Correlation Between FARO Technologies and Genasys
Can any of the company-specific risk be diversified away by investing in both FARO Technologies and Genasys at the same time? Although using a correlation coefficient on its own may not help to predict future stock returns, this module helps to understand the diversifiable risk of combining FARO Technologies and Genasys into the same portfolio, which is an essential part of the fundamental portfolio management process.
By analyzing existing cross correlation between FARO Technologies and Genasys, you can compare the effects of market volatilities on FARO Technologies and Genasys and check how they will diversify away market risk if combined in the same portfolio for a given time horizon. You can also utilize pair trading strategies of matching a long position in FARO Technologies with a short position of Genasys. Check out your portfolio center. Please also check ongoing floating volatility patterns of FARO Technologies and Genasys.
Diversification Opportunities for FARO Technologies and Genasys
-0.39 | Correlation Coefficient |
Very good diversification
The 3 months correlation between FARO and Genasys is -0.39. Overlapping area represents the amount of risk that can be diversified away by holding FARO Technologies and Genasys in the same portfolio, assuming nothing else is changed. The correlation between historical prices or returns on Genasys and FARO Technologies is a relative statistical measure of the degree to which these equity instruments tend to move together. The correlation coefficient measures the extent to which returns on FARO Technologies are associated (or correlated) with Genasys. Values of the correlation coefficient range from -1 to +1, where. The correlation of zero (0) is possible when the price movement of Genasys has no effect on the direction of FARO Technologies i.e., FARO Technologies and Genasys go up and down completely randomly.
Pair Corralation between FARO Technologies and Genasys
Given the investment horizon of 90 days FARO Technologies is expected to generate 1.54 times more return on investment than Genasys. However, FARO Technologies is 1.54 times more volatile than Genasys. It trades about 0.25 of its potential returns per unit of risk. Genasys is currently generating about 0.2 per unit of risk. If you would invest 2,604 in FARO Technologies on November 2, 2024 and sell it today you would earn a total of 597.00 from holding FARO Technologies or generate 22.93% return on investment over 90 days.

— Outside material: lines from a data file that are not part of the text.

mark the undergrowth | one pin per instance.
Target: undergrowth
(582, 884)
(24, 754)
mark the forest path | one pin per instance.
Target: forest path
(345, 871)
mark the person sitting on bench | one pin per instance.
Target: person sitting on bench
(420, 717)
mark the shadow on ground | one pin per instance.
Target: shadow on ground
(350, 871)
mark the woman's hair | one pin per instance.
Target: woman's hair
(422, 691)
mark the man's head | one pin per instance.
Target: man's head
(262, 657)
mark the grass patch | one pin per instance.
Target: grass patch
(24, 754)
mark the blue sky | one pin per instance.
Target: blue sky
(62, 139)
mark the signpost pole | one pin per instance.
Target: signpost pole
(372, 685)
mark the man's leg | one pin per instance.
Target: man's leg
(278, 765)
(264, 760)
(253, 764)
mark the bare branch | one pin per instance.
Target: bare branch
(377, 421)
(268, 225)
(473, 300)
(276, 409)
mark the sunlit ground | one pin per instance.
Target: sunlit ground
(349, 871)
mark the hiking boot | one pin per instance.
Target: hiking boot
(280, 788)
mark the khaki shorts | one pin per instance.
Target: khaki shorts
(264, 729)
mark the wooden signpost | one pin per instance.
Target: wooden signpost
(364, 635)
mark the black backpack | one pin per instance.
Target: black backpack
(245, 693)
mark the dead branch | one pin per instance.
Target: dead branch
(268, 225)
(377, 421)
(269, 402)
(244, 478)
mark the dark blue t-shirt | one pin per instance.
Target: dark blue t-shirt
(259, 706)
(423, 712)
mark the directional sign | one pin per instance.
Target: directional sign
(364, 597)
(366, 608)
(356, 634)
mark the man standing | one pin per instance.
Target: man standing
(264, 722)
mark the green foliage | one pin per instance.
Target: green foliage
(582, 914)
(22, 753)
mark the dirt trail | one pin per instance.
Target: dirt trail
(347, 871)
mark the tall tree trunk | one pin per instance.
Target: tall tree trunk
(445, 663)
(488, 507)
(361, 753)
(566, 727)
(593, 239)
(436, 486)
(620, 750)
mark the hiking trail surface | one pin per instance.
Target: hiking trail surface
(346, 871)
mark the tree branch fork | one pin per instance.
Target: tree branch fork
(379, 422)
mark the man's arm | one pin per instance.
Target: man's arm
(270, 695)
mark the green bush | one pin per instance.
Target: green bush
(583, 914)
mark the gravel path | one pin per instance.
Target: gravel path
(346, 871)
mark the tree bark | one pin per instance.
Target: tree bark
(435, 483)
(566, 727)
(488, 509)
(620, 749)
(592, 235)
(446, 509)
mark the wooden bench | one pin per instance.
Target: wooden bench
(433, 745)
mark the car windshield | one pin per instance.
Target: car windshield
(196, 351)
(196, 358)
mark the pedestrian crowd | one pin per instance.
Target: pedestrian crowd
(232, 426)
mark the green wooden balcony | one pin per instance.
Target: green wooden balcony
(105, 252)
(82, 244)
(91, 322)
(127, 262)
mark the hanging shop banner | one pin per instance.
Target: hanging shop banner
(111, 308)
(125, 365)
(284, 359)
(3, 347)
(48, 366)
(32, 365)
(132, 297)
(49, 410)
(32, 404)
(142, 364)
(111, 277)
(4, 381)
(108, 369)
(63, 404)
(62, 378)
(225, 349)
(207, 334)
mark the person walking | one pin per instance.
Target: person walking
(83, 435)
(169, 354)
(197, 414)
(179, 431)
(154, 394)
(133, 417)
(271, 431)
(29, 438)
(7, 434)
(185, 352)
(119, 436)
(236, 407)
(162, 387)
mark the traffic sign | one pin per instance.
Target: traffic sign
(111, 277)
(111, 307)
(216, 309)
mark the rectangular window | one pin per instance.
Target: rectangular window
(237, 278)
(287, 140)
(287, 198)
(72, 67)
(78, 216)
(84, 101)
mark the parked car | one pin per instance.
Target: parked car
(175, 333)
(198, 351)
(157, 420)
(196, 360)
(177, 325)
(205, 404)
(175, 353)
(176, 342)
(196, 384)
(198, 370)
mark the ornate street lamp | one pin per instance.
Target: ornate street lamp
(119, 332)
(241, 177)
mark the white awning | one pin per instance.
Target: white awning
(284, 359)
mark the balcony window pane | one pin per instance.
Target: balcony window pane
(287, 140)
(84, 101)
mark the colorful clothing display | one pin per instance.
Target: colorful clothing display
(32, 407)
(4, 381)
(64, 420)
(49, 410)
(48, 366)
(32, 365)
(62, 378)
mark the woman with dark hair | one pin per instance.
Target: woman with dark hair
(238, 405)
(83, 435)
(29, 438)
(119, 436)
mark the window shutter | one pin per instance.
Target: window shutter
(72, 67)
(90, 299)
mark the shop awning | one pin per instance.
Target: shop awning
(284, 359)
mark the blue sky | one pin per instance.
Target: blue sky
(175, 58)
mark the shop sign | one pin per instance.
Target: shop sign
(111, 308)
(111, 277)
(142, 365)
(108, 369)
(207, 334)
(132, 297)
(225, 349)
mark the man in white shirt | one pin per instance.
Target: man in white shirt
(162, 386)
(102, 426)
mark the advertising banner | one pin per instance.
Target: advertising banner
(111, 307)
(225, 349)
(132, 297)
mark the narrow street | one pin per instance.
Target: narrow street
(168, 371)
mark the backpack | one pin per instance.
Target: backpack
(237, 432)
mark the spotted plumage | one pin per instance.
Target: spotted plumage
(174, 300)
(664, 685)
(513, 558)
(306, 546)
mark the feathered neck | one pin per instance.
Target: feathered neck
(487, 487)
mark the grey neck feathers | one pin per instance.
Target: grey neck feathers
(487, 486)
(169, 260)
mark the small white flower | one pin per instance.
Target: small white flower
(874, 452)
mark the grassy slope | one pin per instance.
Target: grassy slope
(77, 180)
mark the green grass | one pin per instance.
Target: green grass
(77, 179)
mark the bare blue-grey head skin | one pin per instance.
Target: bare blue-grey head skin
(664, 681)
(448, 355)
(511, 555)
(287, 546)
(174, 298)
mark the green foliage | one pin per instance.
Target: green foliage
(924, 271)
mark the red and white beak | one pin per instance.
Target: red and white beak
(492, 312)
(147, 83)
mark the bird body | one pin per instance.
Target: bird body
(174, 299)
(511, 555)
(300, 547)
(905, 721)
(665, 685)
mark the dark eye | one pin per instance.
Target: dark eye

Time Period | 3 Months [change] |
Direction | Moves Against |
Strength | Insignificant |
Accuracy | 100.0% |
Values | Daily Returns |
FARO Technologies vs. Genasys
Performance |
Timeline |
FARO Technologies |
Genasys |
FARO Technologies and Genasys Volatility Contrast
Predicted Return Density |
Returns |
Pair Trading with FARO Technologies and Genasys
The main advantage of trading using opposite FARO Technologies and Genasys positions is that it hedges away some unsystematic risk. Because of two separate transactions, even if FARO Technologies position performs unexpectedly, Genasys can make up some of the losses. Pair trading also minimizes risk from directional movements in the market. For example, if an entire industry or sector drops because of unexpected headlines, the short position in Genasys will offset losses from the drop in Genasys' long position.FARO Technologies vs. Coherent | FARO Technologies vs. ESCO Technologies | FARO Technologies vs. Mesa Laboratories | FARO Technologies vs. Vishay Precision Group |
Check out your portfolio center.Note that this page's information should be used as a complementary analysis to find the right mix of equity instruments to add to your existing portfolios or create a brand new portfolio. You can also try the Piotroski F Score module to get Piotroski F Score based on the binary analysis strategy of nine different fundamentals.